The options that enable Unicorn CompareCoverage are the same used for QEMU. This will split up each multi-byte compare to give feedback for each correct byte:
AFL_COMPCOV_LEVEL=1to instrument comparisons with only immediate values.AFL_COMPCOV_LEVEL=2to instrument all comparison instructions.
Comparison instructions are currently instrumented only for the x86, x86_64, and ARM targets.
Running the build script builds unicornafl and its Python bindings and installs them on your system. This installation will leave any existing Unicorn installations untouched.
If you want to use unicornafl instead of unicorn in a script, replace all
unicorn imports with unicornafl inputs, everything else should "just work".
If you use 3rd party code depending on unicorn, you can use unicornafl
monkeypatching.
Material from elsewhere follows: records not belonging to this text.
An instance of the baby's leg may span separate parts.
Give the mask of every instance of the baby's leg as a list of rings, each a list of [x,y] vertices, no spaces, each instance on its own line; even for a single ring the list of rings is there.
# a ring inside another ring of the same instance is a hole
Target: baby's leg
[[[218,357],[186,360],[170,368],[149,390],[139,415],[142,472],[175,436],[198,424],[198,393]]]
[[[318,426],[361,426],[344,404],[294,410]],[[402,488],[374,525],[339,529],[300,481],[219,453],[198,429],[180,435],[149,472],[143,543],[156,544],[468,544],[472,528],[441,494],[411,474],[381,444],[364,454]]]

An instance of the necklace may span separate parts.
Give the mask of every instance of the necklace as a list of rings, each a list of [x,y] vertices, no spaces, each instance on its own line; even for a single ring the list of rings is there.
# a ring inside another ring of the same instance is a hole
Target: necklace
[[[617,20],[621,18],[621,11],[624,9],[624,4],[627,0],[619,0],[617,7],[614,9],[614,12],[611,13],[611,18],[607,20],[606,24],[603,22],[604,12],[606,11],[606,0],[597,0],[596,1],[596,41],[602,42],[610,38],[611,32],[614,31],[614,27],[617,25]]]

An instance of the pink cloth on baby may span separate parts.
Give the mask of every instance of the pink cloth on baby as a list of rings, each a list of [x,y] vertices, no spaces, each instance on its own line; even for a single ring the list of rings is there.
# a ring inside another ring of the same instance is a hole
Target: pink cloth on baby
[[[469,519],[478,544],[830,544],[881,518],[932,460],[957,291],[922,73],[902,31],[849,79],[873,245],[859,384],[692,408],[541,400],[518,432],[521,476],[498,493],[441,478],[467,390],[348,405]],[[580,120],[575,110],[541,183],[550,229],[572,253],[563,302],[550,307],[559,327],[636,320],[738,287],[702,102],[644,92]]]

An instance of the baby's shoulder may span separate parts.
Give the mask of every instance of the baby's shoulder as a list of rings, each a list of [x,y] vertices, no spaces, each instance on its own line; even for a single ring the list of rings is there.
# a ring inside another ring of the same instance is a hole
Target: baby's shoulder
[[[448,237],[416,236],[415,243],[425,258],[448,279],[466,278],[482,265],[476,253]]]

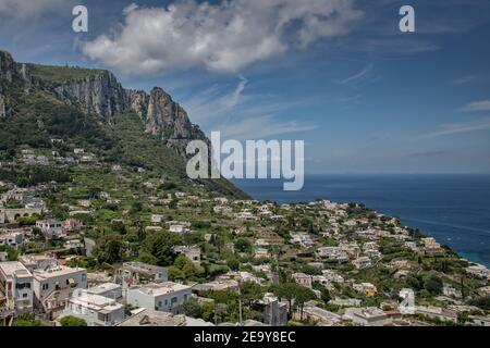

Before importing anything that depends on unicorn, do:
import unicornafl
unicornafl.monkeypatch()This will replace all unicorn imports with unicornafl inputs.
Apart from reading the documentation in afl.c and the Python bindings of
unicornafl, the best documentation are the samples/.
The following examples exist at the time of writing:
- c: A simple example on how to use the C bindings
- compcov_x64: A Python example that uses compcov to traverse hard-to-reach blocks
- persistent: A C example using persistent mode for maximum speed, and resetting the target state between each iteration
- simple: A simple Python example
- speedtest/c: The C harness for an example target, used to compare C, Python, and Rust bindings and fix speed issues
- speedtest/python: Fuzzing the same target in Python
- speedtest/rust: Fuzzing the same target using a Rust harness
Usually, the place to look at is the harness in each folder. The source code
in each harness is pretty well documented. Most harnesses also have the
afl-fuzz commandline, or even offer a make fuzz Makefile target. Targets in
these folders, if x86, can usually be made using make target in each folder or
get shipped pre-built (plus their source).
Especially take a look at the speedtest documentation to see how the languages compare.